Actualité de la Chasse Chasse en France Un chasseur raconte : « si je chasse, c’est pour ma fille et...

Il est à peine 19h ce dimanche que Mickaël a déjà rangé toute ses affaires de chasse, non sans une petite pointe d’amertume cette année. Agé de 53 ans, « Micka » est pourtant ce que l’on appelle un chasseur passionné.

Fils et petit fils de chasseur,  il a passé son permis de chasse dès l’âge de 16 ans. Ses meilleurs souvenirs sont soit gravés dans sa mémoire, soit s’écrivent actuellement. En effet, la chasse est une passion qui se partage, entre amis bien sûr, mais aussi en famille.

Cet amour de la chasse est ancré en lui depuis aussi loin que ses souvenirs remontent. Ce sont ces images d’ouverture générale et de tableaux de chasse bien fournis ou perdreaux mélangés aux lièvres, faisans et parfois quelques canards qui venaient les colorer un peu plus.

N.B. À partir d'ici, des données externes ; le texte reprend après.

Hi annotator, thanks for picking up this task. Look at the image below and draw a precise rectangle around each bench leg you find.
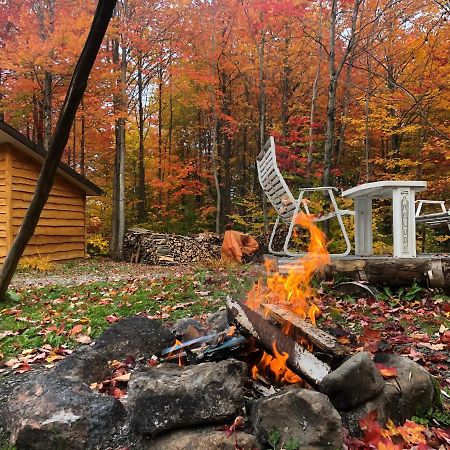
[269,216,285,255]
[355,197,373,256]
[392,188,416,258]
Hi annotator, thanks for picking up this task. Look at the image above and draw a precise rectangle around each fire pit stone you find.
[251,388,342,450]
[319,352,384,410]
[8,372,126,450]
[144,427,259,450]
[128,359,247,436]
[54,316,175,384]
[340,353,434,436]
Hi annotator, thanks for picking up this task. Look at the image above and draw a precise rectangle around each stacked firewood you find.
[124,228,222,265]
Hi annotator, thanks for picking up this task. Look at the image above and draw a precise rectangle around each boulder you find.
[171,317,206,337]
[143,427,258,450]
[341,353,434,435]
[55,316,175,384]
[251,389,343,450]
[7,372,126,450]
[319,352,384,410]
[93,316,175,360]
[128,359,246,435]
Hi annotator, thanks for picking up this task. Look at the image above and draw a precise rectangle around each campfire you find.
[8,214,433,450]
[155,213,342,386]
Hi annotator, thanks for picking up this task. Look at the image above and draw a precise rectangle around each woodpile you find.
[124,228,222,265]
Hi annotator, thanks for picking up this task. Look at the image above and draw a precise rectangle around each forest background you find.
[0,0,450,258]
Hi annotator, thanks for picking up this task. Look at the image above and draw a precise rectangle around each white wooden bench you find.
[256,136,354,256]
[342,181,427,258]
[415,200,450,230]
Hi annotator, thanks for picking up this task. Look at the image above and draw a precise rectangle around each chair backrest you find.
[256,136,295,224]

Micka avait 7 ou 8 ans et c’était l’âge de l’insouciance, pour ces aînés également qui pouvaient encore pratiquer leur passion « l’esprit libre », sans une forme de boule au ventre.

Aujourd’hui Mickaël vient de vivre sa 37eme ouverture de la chasse mais elle a une saveur particulière, un mélange de bonheur et une forme d’angoisse. « Je me rappelle qu’avant on pouvait chasser plus facilement, sans avoir peur de se tromper de date, sans avoir peur d’avoir oublié un bracelet de lièvre ou de faisan, et surtout sans se dire qu’à tout moment on risquait de tomber sur un hurluberlu prêt à se chiffonner avec nous parce qu’il déteste la chasse« .

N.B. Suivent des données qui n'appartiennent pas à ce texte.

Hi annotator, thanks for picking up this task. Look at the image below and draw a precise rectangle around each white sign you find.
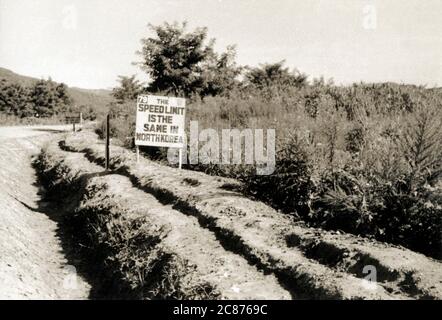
[135,95,186,148]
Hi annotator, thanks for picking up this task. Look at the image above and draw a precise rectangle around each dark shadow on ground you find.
[29,162,111,300]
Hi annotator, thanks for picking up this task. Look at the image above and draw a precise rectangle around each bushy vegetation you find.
[101,24,442,258]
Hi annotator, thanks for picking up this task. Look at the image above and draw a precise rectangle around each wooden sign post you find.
[135,95,186,169]
[105,114,110,171]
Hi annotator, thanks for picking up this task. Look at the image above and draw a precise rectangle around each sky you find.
[0,0,442,89]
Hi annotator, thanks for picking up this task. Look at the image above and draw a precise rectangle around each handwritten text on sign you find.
[135,95,186,148]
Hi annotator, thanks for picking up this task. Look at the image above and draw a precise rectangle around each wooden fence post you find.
[105,114,110,171]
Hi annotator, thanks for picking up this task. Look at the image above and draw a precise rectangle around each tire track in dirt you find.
[61,134,442,299]
[40,134,293,300]
[0,127,90,299]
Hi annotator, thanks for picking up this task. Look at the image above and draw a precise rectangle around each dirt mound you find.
[52,133,442,299]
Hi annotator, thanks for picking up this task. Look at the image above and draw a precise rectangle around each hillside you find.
[0,67,112,110]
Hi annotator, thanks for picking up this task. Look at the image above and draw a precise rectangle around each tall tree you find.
[138,22,238,96]
[112,75,143,103]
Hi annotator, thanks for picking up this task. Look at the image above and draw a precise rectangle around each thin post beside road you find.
[105,114,110,171]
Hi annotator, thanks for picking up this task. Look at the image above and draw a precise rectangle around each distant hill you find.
[0,67,112,112]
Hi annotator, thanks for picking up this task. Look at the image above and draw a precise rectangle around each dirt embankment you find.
[35,133,442,299]
[0,126,90,299]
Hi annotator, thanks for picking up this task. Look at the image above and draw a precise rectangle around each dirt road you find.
[0,126,442,299]
[0,126,90,299]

Pourtant cette année pour la 2eme fois, sa fille va l’accompagner, elle a tout juste 16 ans et pourra chasser seule, l’année dernière elle était encore en chasse accompagnée. « C’est merveilleux de pouvoir chasser avec ma fille, je grave des moments qui sont essentiels à ma vie et, je crois, à la sienne« . Mais alors pourquoi cette amertume dans les propos de Mickaël ? « Peut-être parce que j’ai vieilli et que je suis moins excité par l’ouverture, mais j’ai l’impression que ce n’est plus aussi simple qu’avant de chasser » avant d’ajouter « les réglementations sont nécessaires mais tellement nombreuses, si au moins il y avait une certaine forme d’uniformité nationale« .

Et puis vient le sujet des opposants qui le préoccupe particulièrement : « On est pointés du doigt, stigmatisés de plus en plus, et c’est d’ailleurs exactement ce que recherchent les anti-chasse, pourtant on ne fait rien de mal bien au contraire, mais cela finit par peser sur le moral » confie-t-il.

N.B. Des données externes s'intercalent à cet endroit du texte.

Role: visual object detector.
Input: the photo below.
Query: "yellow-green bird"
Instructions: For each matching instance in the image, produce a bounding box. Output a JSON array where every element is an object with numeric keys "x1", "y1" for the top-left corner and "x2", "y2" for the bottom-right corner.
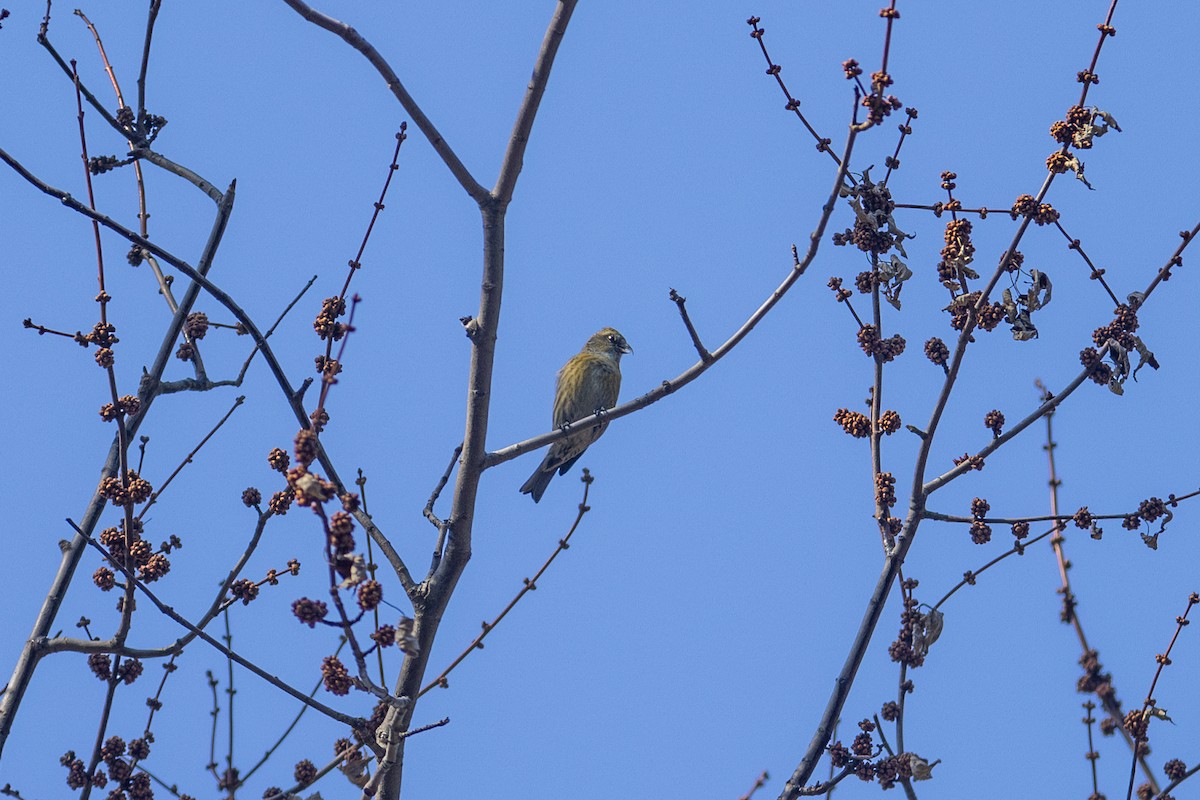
[{"x1": 521, "y1": 327, "x2": 634, "y2": 503}]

Pour autant, Mickael n’a pas l’intention d’arrêter la chasse. Si son bonheur ne se trouve plus forcément dans le fait de tirer un faisan ou une palombe, il se retrouve bel et bien dans le plaisir de voir sa fille s’épanouir au milieu de la nature : « Elle rayonne de bonheur quand elle est dans les champs ou dans les bois, peu importe la météo, et je ne parle pas de quand « Gribouille » notre épagneul ramène une pièce de gibier, c’est l’extase pour elle, et forcément pour moi aussi« .

Mickaël nous l’a redit, jamais il n’arrêtera la chasse. On vit des moments pas simples actuellement, mais le désir et le besoin de transmettre restent intacts. Cette passion ancrée dès le plus jeune âge dans le cœur des hommes et des femmes sera toujours plus forte que la volonté de nuire de certains.